Academic literature describes these risks in considerable detail. A 2020 study published in International Journal of Refrigeration analyzed leakage and concentration distribution of R290 in automotive air-conditioning systems and concluded that evaporator leakage represents a high-risk operating condition, because refrigerant may enter the passenger cabin and form dangerous local concentrations. Related research in 2023 further indicated that condenser leakage in EV underhood scenarios can produce more hazardous flammable-zone distributions, with leakage aperture and charge amount both significantly affecting risk level. Additional experimental work on leakage and combustion characteristics in EV heat pump systems also shows that R290 may introduce fire or explosion risk under potential leak events, which remains one of the most important safety constraints on broader adoption.[11]

This is precisely why recent research and public industry materials frequently include keywords such as “secondary loop,” “indirect heat pump,” “safety regulations,” and “charge reduction.” A 2025 study on single-loop and dual-loop indirect propane heat pumps explicitly stated that, when propane is used, single-loop or dual-loop indirect systems are needed in order to comply with safety regulations. A 2025 review in The Innovation Energy also noted that, because of flammability constraints, R290 often requires secondary-loop architectures.[12][13]

Final Assessment: The Opportunity for R290 in Automotive Applications Has Already Emerged, but the Pace of Commercialization Depends on Whether Efficiency Gains and Safety Closure Can Be Achieved Together

Taken together, public materials and recent research show that R290 has already entered a substantial phase of technical evaluation and prototype-level demonstration in automotive thermal management, with the main focus on EV heat pumps, cabin air-conditioning systems, and integrated thermal management modules coupled with the battery and electric drive. It is gaining attention primarily because low GWP and heat pump efficiency improvement form a compelling combination. Its progress remains cautious primarily because A3 flammability significantly raises the threshold for system design, safety validation, and regulatory justification.[1][2][3][4][5]

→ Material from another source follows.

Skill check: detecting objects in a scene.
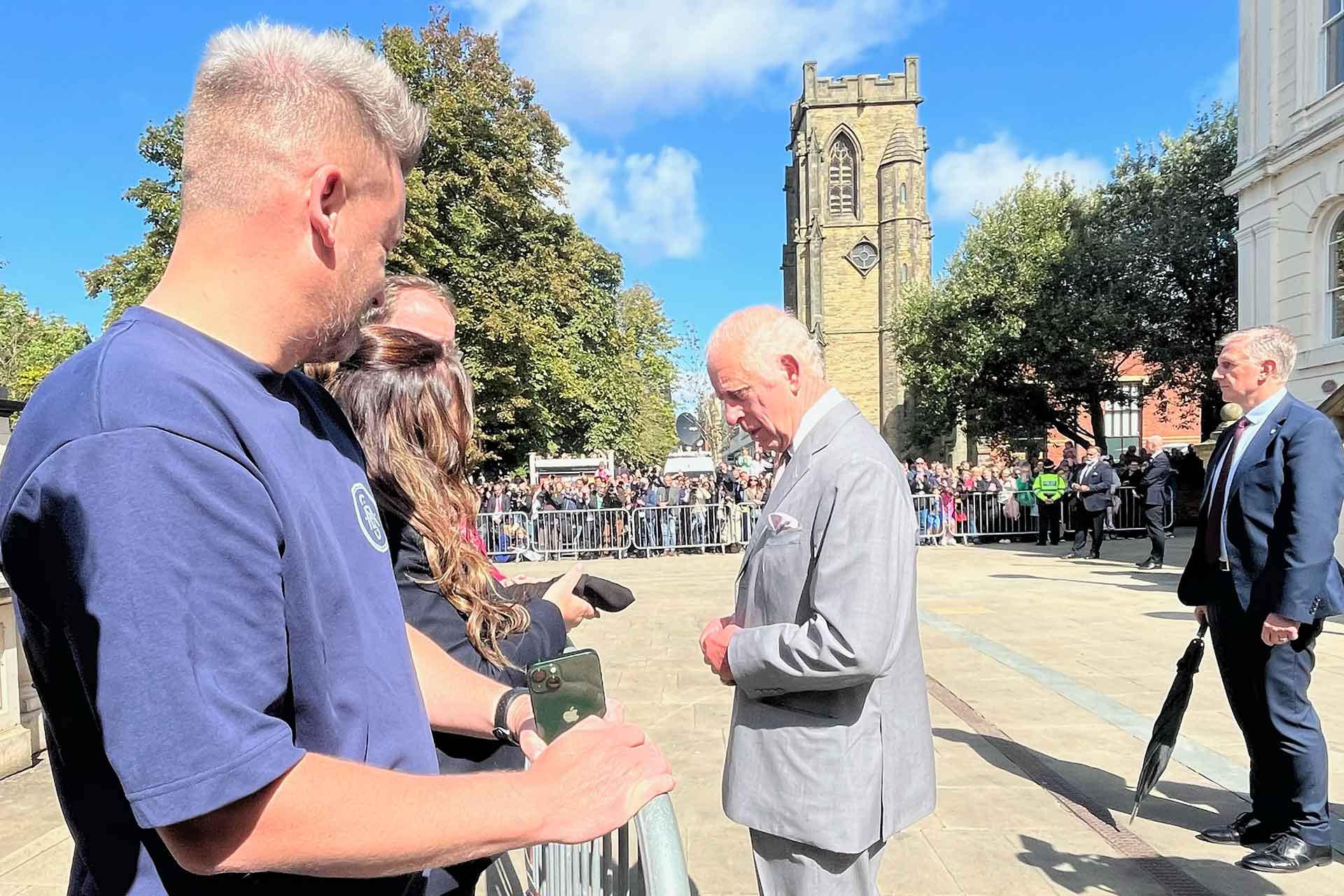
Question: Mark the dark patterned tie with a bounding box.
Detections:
[1204,416,1252,566]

So, the most accurate answer to the question of why highly flammable R290 is still entering automotive thermal management systems is this: it offers efficiency and environmental value that OEMs are willing to evaluate seriously, while at the same time requiring the industry to deliver more mature safety engineering solutions. As long as both of these lines continue to advance, the presence of R290 in automotive thermal management is likely to keep growing.[7][8][9][12][13]

References

  1. European Commission. Mobile air-conditioning systems (MACs).
  2. ASHRAE. ASHRAE Refrigerant Designations.
  3. ZF. Comfortable temperature for electric cars: New ZF thermal management system increases range by up to 10 percent.
  4. Bosch Mobility. Heat pump unit.
  5. MAHLE. CES 2025: MAHLE on Display with Electrification as the Focus.
  6. Ministry of Environment, Forest and Climate Change, India. Study on use of Low GWP Mobile Air-Conditioning (MAC) in India’s electric vehicles.
  7. Khader, S. et al. 2025. Electric vehicle heat pump system operated with R290... Case Studies in Thermal Engineering.
  8. Huang, Y. et al. 2022. Research on the electric vehicle heat pump air conditioning system with R290 refrigerant. Energy Reports.
  9. Yang, Y.C. et al. 2024. Performance analysis of an R290 vapor-injection heat pump system for electric vehicles. Science China Technological Sciences.
  10. UK F-Gas Register. Flammable refrigerants in air conditioning and heat pump systems.
  11. Li, K. et al. 2020. Experimental investigation on combustion characteristics of R290/R1234yf...
  12. Kwon, S. et al. 2025. Single- and dual-loop indirect heat pumps with propane...
  13. Future development trends in new energy vehicle thermal management system... The Innovation Energy, 2025.